DANUZA
LEÃO
Entendendo o
outro
Nada
melhor do que não ter nenhuma responsabilidade pessoal e ter a quem culpar por
tudo que ocorre de ruim
Depois
que a psicanálise ficou ao alcance de todos, os filhos deitaram e rolaram nos
divãs para falar mal do pai e da mãe; sempre com razão, aliás, e sem o menor
resultado, aliás também.
Quem
são os culpados dos sucessivos casamentos que não deram certo? Os pais, é
claro. Ou porque não tiveram a coragem de se separar, mesmo vivendo mal, ou
porque se separaram, o que pode ter sido visto como modelo a ser seguido.
Se a
mãe foi uma mulher resignada, dominada pelo marido, que não lutou por sua
independência nem procurou o seu caminho, a filha pode se tornar uma adulta
igual ou virar o oposto: uma vadia que troca de homem como se troca de camisa.
Se
essas filhas tiveram um pai que era um marido exemplar, podem passar a vida
perseguindo a imagem paterna ou, ao contrário, um grande cafajeste, para serem
diferentes da mãe.

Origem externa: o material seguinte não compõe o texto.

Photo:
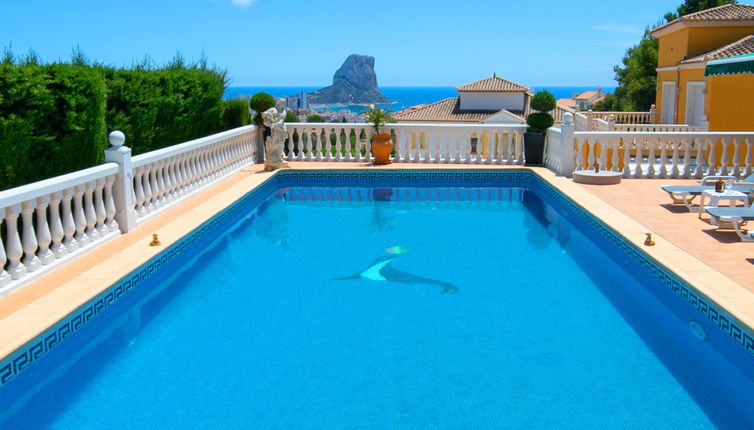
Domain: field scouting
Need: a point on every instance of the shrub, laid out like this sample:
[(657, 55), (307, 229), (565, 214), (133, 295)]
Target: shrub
[(260, 102), (55, 117), (542, 102), (235, 114), (52, 122)]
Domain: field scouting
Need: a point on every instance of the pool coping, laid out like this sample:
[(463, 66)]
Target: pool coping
[(64, 292)]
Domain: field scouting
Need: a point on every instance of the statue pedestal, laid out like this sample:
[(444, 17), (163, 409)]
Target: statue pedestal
[(273, 167)]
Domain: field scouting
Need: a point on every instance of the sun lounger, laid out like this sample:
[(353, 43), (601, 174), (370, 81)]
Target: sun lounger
[(734, 218), (685, 194)]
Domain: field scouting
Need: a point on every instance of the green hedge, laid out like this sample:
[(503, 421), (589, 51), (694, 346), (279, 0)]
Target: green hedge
[(52, 121), (54, 118)]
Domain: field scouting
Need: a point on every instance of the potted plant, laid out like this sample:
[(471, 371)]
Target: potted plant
[(259, 103), (539, 121), (382, 146)]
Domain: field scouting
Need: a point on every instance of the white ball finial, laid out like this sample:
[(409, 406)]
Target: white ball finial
[(117, 139)]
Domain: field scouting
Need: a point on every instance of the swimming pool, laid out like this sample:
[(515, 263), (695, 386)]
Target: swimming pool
[(426, 299)]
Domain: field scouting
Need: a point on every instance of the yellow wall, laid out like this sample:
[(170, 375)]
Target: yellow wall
[(685, 76), (705, 39), (665, 76), (688, 42), (730, 99), (692, 41)]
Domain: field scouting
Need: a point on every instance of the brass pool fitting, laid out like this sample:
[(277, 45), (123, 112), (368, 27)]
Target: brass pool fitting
[(155, 241)]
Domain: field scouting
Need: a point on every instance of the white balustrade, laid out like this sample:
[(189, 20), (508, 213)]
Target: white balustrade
[(662, 154), (415, 143), (163, 177), (46, 222)]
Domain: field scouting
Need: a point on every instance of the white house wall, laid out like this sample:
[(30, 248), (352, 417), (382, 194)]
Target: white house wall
[(490, 101)]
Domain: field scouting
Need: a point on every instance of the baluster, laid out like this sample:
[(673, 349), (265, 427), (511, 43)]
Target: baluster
[(698, 171), (604, 145), (139, 191), (79, 216), (651, 158), (579, 153), (56, 225), (170, 180), (159, 177), (737, 144), (4, 276), (89, 212), (110, 222), (13, 248), (149, 191), (69, 224), (328, 144), (724, 156), (685, 144), (663, 159), (339, 144), (491, 146), (99, 208), (711, 169), (368, 145), (44, 236), (627, 144), (29, 236)]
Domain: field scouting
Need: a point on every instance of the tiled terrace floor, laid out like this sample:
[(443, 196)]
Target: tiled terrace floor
[(645, 202)]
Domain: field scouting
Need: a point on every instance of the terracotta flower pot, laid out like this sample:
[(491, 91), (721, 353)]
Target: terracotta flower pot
[(381, 148)]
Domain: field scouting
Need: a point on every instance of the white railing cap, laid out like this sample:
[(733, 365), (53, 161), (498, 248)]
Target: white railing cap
[(31, 191), (159, 154)]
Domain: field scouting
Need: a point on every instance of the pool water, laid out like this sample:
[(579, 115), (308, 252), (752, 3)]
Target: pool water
[(388, 313)]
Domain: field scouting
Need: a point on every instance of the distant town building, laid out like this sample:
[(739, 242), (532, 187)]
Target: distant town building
[(490, 100), (582, 101)]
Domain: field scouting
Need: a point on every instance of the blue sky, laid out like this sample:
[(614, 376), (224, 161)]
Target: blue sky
[(302, 42)]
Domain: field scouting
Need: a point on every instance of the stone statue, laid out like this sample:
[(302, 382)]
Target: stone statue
[(274, 118)]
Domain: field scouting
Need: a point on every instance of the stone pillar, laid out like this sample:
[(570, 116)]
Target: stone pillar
[(566, 145), (125, 214)]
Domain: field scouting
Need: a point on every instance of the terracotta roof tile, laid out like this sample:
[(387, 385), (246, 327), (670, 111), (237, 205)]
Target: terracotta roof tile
[(726, 12), (448, 110), (739, 47), (586, 95), (493, 84)]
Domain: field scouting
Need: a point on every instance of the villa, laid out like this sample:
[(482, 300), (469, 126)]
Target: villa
[(290, 281), (688, 45), (492, 100)]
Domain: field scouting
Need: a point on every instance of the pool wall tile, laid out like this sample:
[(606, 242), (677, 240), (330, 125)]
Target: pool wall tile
[(157, 267)]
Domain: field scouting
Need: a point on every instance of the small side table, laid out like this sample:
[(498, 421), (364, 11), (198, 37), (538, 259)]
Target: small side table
[(715, 198)]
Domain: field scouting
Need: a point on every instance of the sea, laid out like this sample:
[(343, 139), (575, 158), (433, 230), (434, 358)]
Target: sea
[(402, 96)]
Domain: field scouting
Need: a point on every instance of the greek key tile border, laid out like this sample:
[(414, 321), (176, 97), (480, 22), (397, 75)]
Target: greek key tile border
[(17, 362)]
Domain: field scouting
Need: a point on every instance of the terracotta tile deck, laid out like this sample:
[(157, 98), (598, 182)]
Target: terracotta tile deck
[(645, 202), (633, 208)]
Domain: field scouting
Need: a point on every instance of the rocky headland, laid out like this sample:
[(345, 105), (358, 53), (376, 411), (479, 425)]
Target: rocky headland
[(354, 83)]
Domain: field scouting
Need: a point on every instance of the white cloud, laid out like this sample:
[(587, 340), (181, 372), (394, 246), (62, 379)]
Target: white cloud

Culpa de quem? Nem é preciso dizer.
Já
se o pai foi um derrotado que passou a vida infeliz no mesmo emprego medíocre
para dar segurança à família, os filhos podem no futuro ser ou exatamente
iguais ou fazer qualquer coisa para ganhar um dinheiro fácil, e terminar até na
cadeia. Em qualquer dos casos a culpa foi, é e será, sempre, dos pais.
Já
virou clichê o filho que passa a vida se lamuriando porque a mãe não contava
histórias na hora de dormir, e cujo pai nunca perguntava pelas notas do colégio
quando chegava do trabalho, e ai daqueles que saíam para uma festa quando os
filhos tinham uma febrinha.
Esses
passam a vida sofrendo, e sem razão, pois nada melhor do que não ter nenhuma
responsabilidade pessoal e ter a quem culpar por tudo que acontece de ruim. Mas
nunca nenhum deles parou para pensar como foi a vida desses pais quando
crianças. Como foi a infância deles? Feliz, traumática, triste, infeliz? Terão
eles recebido carinho dos seus próprios pais? Os analistas não costumam abordar
o assunto.
Houve
um tempo -algumas gerações atrás- em que as crianças, quando faziam uma coisa
errada, apanhavam. Quando pequenas levavam palmadas; já maiores, surra de
cinto. Hoje, ai dos pais que perdem a cabeça e cobram boas notas do colégio ou
levantam a voz.
O
caminho é só um: arranjar um psicólogo que as crianças frequentarão três vezes
por semana, além da reunião de família semanal, com o pai, a mãe, a atual
mulher do pai e o atual marido da mãe. Reuniões desse tipo não costumam acabar
bem, claro.
As
crianças modernas não estão interessadas em entender as razões que levaram suas
mães e seus pais a serem menos amorosos ou carinhosos; elas nunca pensaram que
a mãe, com 30 anos, mesmo adorando os filhos, às vezes sufocava quando via um
homem atraente, e que quando assistia a um filme romântico voltava para casa
querendo mandar tudo para o espaço e ir para algum lugar no mundo onde
encontrasse um homem que a olhasse como uma mulher ainda desejada.
Essa
mãe não conseguia nem ao menos entender o que se passava dentro dela; ficava
tudo muito confuso, e naqueles tempos não havia analistas para explicar o que
estava acontecendo (e se já existissem e explicassem, também não resolveria). E
qual o pai que um dia, mesmo amando apaixonadamente seus filhos, não pensou que
talvez ainda fosse muito jovem para tantas responsabilidades, e que teria sido
melhor se tivesse se casado um pouco mais tarde?
Ninguém
quer compreender as razões do outro, e ninguém está interessado em saber se
seus pais tiveram, dos seus pais e mães, o que gostariam de ter tido.
Porque
os pais e mães de nossos pais e mães também tiveram as suas razões, e o mundo
foi, é e será assim para todo o sempre -e amém.